Factory methods & the language model

Thu Sep 9 16:15:42 UTC 2021

On Thu, Sep 9, 2021 at 10:24 AM Dan Smith <daniel.smith at oracle.com> wrote:
>
> JEP 401 includes special JVM factory methods, spelled <new> (or, alternatively, <init> with a non-void return), which are needed as a standardized way to encode the Java language's primitive class constructors.
>
> We have a lot of flexibility in how much we restrict use of these methods. Too many restrictions seem arbitrary and incoherent from the JVM's point of view; but too few restrictions risk untested corner cases, unfortunate compatibility obligations, and difficulties mapping back to the Java language model.
>
> Expanding on that last one: for tools that operate with a Java language model, there are essentially three strategies for dealing with factory methods outside of the core primitive class construction use case:
>
> 1) Have the JVM reject them

This gives us the maximum flexibility to expand factories in the
future and let's us concentrate on the inline types use cases.  Seems
like a pretty safe fallback position on factories.

> 2) Ignore them

I strongly dislike this.  If javac were to ignore them, and just not
generate them, they are effectively dead code.  It's be much clearer
to users if javac flagged them as such and refused to compile unless
they were deleted.  If javac ignores them, we still need an answer on
what the JVM does with them - reject them?  load them but prevent them
from being invoked?  drop them when loading the classfile?  This seems
like it collapses back to option 1.

> 3) Expand the model to include them

How much expanding does the model need?  We had originally modeled the
<new> factory methods as regular static methods and only gave them the
specialized name to make them easy to detect, to deal with withfield
being limited to the nest,  and to allow reflective operations like
Class::getConstructor() and Class::newInstance() to identify the
inline type "constructors".  Am I forgetting a case?

>
> Taking javac as an example, here's what that looks like:
>
> 1) If factory methods outside of primitive classes are illegal, javac can treat classes with such methods as malformed and report an error.
>
> 2) Or if javac sees a factory method in a non-primitive class, it can just leave it out when it maps the class file to a language-level class. (There's precedent for this in, e.g., the treatment of fields with the same name and different descriptors.)
>
> 3) Or we can allow javac to view factory methods in any class as constructors. A few complications:
>
>     - Constructors of non-final classes have both 'new Foo()' and 'super()' entry points; factories only support the first. So we either need to validate that a matching pair of <new> and <init> exist, or expand the language to model factories independently from constructors.

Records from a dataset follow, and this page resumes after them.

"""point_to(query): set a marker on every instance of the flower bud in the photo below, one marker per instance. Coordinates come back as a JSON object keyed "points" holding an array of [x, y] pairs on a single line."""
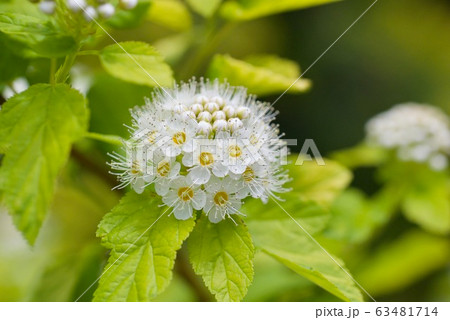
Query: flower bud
{"points": [[197, 108], [90, 13], [229, 111], [219, 115], [76, 5], [106, 10], [235, 124], [218, 100], [243, 112], [204, 127], [179, 108], [201, 99], [128, 4], [47, 7], [204, 116], [189, 115], [220, 125], [211, 107]]}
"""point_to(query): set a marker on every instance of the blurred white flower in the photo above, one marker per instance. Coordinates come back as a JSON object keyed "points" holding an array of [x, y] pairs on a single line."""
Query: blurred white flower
{"points": [[418, 133]]}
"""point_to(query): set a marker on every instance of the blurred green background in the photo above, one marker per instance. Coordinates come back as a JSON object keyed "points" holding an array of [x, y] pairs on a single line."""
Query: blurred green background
{"points": [[398, 52]]}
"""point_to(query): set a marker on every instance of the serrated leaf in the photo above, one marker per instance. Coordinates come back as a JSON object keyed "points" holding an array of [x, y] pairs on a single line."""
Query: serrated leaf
{"points": [[35, 36], [12, 66], [427, 203], [319, 183], [124, 19], [398, 264], [252, 9], [172, 14], [143, 239], [42, 121], [222, 253], [204, 7], [136, 62], [284, 239], [261, 75]]}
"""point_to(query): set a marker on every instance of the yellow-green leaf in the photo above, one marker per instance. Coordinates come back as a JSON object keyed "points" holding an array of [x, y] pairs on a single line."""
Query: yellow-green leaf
{"points": [[222, 254], [143, 239], [170, 13], [136, 62], [252, 9], [204, 7], [319, 183], [261, 75], [42, 121]]}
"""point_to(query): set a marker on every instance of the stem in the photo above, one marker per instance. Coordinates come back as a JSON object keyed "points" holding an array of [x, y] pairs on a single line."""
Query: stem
{"points": [[184, 269], [108, 138], [88, 53], [63, 73], [202, 52], [52, 70]]}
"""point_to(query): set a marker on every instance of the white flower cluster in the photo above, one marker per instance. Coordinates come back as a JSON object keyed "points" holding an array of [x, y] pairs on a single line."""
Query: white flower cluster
{"points": [[90, 9], [204, 146], [418, 133]]}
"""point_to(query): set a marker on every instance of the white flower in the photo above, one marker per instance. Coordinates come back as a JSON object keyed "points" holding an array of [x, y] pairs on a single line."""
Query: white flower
{"points": [[161, 170], [221, 199], [106, 10], [183, 196], [418, 133], [202, 161], [131, 170], [204, 137], [180, 136]]}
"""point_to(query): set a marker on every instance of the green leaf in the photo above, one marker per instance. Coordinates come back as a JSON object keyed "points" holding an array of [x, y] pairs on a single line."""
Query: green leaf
{"points": [[205, 7], [172, 14], [35, 36], [222, 253], [252, 9], [261, 75], [143, 239], [12, 66], [42, 121], [112, 96], [319, 183], [124, 19], [312, 216], [404, 261], [361, 156], [282, 238], [351, 220], [136, 62], [427, 203], [69, 274]]}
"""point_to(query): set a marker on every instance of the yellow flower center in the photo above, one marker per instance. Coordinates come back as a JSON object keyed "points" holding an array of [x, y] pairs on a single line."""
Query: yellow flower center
{"points": [[206, 159], [221, 198], [135, 168], [151, 136], [248, 174], [163, 168], [253, 139], [179, 138], [234, 151], [185, 193]]}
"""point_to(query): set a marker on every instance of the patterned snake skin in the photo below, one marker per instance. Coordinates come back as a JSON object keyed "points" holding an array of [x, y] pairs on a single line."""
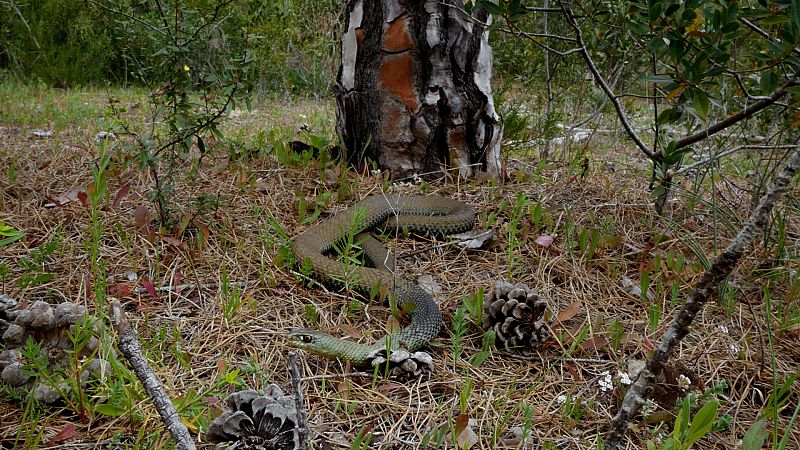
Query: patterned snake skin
{"points": [[423, 214]]}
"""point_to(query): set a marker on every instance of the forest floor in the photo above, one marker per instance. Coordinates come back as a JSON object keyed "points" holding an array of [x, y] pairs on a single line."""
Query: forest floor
{"points": [[612, 277]]}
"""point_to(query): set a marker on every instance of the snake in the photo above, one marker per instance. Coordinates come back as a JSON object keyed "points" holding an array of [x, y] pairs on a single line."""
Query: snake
{"points": [[433, 215]]}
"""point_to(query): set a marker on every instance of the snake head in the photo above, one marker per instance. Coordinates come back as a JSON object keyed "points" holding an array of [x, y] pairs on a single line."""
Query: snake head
{"points": [[305, 338]]}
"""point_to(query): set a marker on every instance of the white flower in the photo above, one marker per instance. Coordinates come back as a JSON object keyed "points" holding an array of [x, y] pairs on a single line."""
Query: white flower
{"points": [[605, 381]]}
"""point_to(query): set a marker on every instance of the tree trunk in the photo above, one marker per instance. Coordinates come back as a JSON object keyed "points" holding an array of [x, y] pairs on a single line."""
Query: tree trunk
{"points": [[414, 89]]}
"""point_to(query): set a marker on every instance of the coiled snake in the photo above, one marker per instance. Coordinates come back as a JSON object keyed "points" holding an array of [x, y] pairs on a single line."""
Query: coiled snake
{"points": [[425, 214]]}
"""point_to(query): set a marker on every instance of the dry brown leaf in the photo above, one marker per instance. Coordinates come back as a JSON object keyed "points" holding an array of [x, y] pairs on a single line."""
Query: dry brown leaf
{"points": [[595, 343], [465, 436], [392, 325], [569, 312]]}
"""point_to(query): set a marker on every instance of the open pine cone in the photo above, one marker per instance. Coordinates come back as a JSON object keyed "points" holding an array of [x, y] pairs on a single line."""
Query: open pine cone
{"points": [[49, 326], [257, 422], [517, 316], [403, 364]]}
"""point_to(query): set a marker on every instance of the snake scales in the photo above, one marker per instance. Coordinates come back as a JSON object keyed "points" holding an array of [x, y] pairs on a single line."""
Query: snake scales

I don't think we want to touch the "new/dup/<init>" sequence and
trying to allow factories to operate in that delicate dance would be a
mistake.  Factories, beyond the inline types uses, give us a chance to
encapsulate the "new/dup/<init>" dance and present a cleaner model.
We shouldn't attempt to mix the two.

>
>     - The language expects instance creation expressions to create fresh instances. We need to either validate this behavior (does the factory look like "new/dup/<init>"?) or relax the language semantics (perhaps this is in the grey area of mixed binaries?)
>

Only the invokestatic bytecode should be used to invoke a factory.
Classes can have both factories and constructors, but they serve
different purposes and only overlap due to reflective operations.
Keeping them completely separate at the bytecode level is cleanest.

>     - Factories can appear in abstract classes and interfaces. Again, are we willing to change the language model to support these use cases? Perhaps to even allow their declaration?

This makes sense.  Factories are just static methods with a special
name.  A factory on an abstract class or interface makes sense if the
concrete implementations are all package-private (sealed?) so users
only reference the one public abstract class.

>
>     - If a factory method has a mismatched return type (declared in Foo, but returns a Bar), are we willing to support a type system where the type of a factory invocation is not the type of the class to which the factory belongs?
>

I thought we needed this capability for anonymous inline classes as
they can't name themselves in the return type of the factory.  And I
don't see a problem with it as long as we don't touch the new/dup/init
dance.  Is there another problem here I'm not seeing?

> There are probably limits to what we're willing to do with (3), which pushes at least some cases into the (1) or (2) buckets.
>
> So, my question: what should we expect from (3), now and in the foreseeable future? And for the cases that fall outside of it, should we fall back to (1), (2), or a mixture of both?
>

(1), limiting to inline types, is the easiest and safest option while
allowing the most flexibility to change in the future.

For (3), it seems like all the complexity goes away if we don't try to
make factories == constructors at the bytecode level.  Am I missing
something that would force us to do so?

--Dan